I am amazed at how quickly my new apartment felt like home. I really lucked out with finding a place that allows me to diplay my things and that complements my personality well. Everything from all the windows and the door leading to the roof, to the large bedroom with its open closet space that displays my clothes so well to the cute built-in and the large black radiator all suit me so well.

Moving day went smoothly. My dad and I loaded the truck in Oconomowoc and got to Waukesha about 10:15 a.m. I had three friends help to haul the furniture and boxes up the steep stairs to my apartment, which is located above an antique store in a building from 1929. It's a very cute building located pretty much right on the Carroll College campus, which is where I went to school.

It only took us about 30 minutes to get everything unloaded. I thought I had more stuff! I wish that I would have brought my big sofa instead of the loveseat. I do like the extra space to move around in.

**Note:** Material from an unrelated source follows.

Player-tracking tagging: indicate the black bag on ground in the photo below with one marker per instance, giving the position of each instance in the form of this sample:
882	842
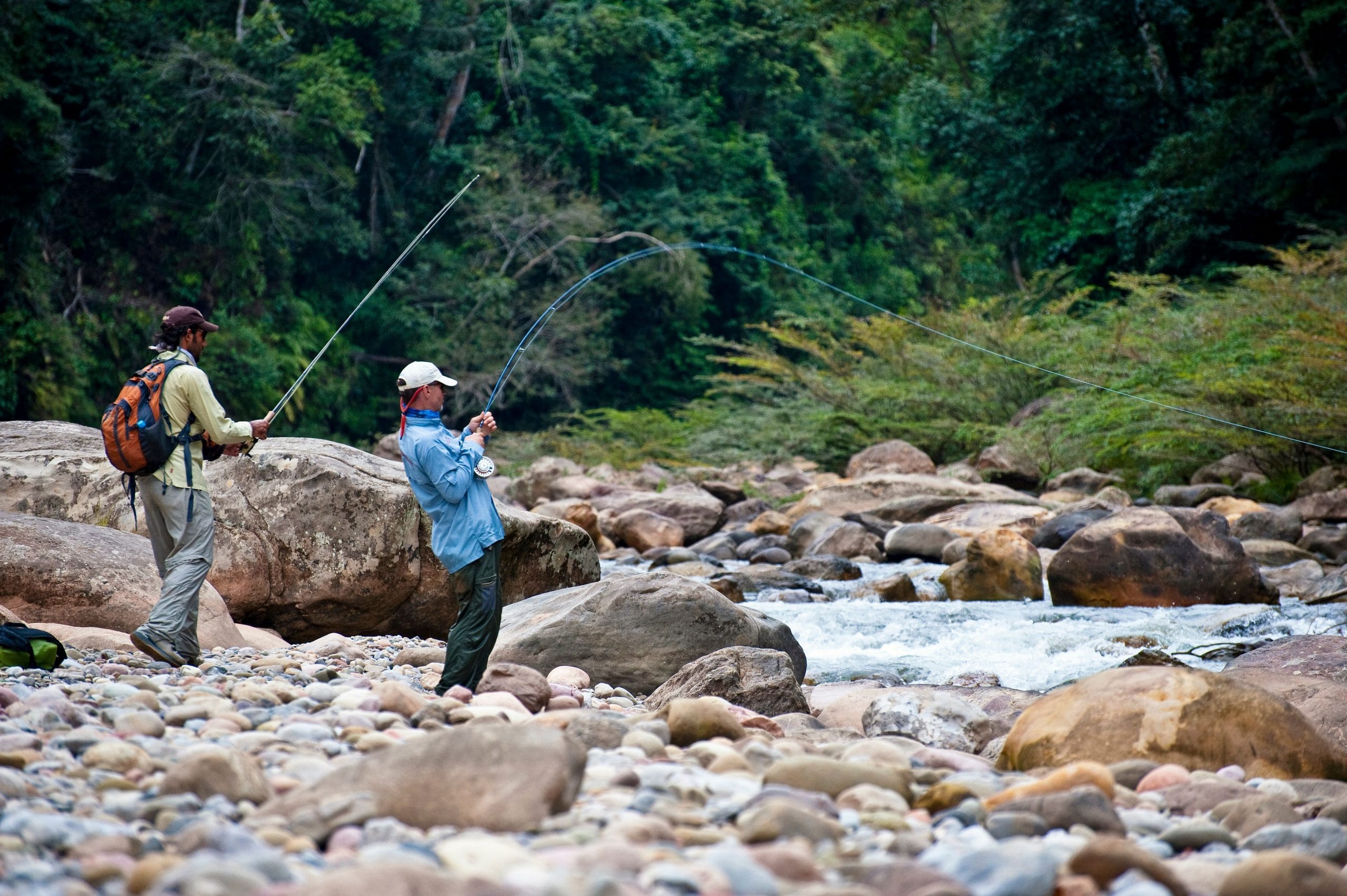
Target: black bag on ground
30	647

Within three days, I had my boxes unpacked and had started to hang pictures. My friend, Kaitlin, and I hung all my clothes and organized small details.
I hope to do some hosting next month. I have had a few friends and family members over, but it would be fun to do something a little bigger. I certainly have enough space for people to hang out here.
I have found myself anxious to leave work at the end of the day and to return to my apartment. It has been a good adjustment so far.

Friday, April 4, 2008

On the move

Sorry for my absence on Kat in Name Only. I have been busy preparing for my big move to Waukesha tomorrow. There has been so much organizing, packing and shopping to do. I plan to post pictures next week,but I will not have internet until next week Thursday.

There is so much news: the new apartment, the church exploding in Waukesha, the interesting animals I've seen. I promise to write more again once I get settled.

Now it's off to bed so I can wake up ready to haul furniture and boxes.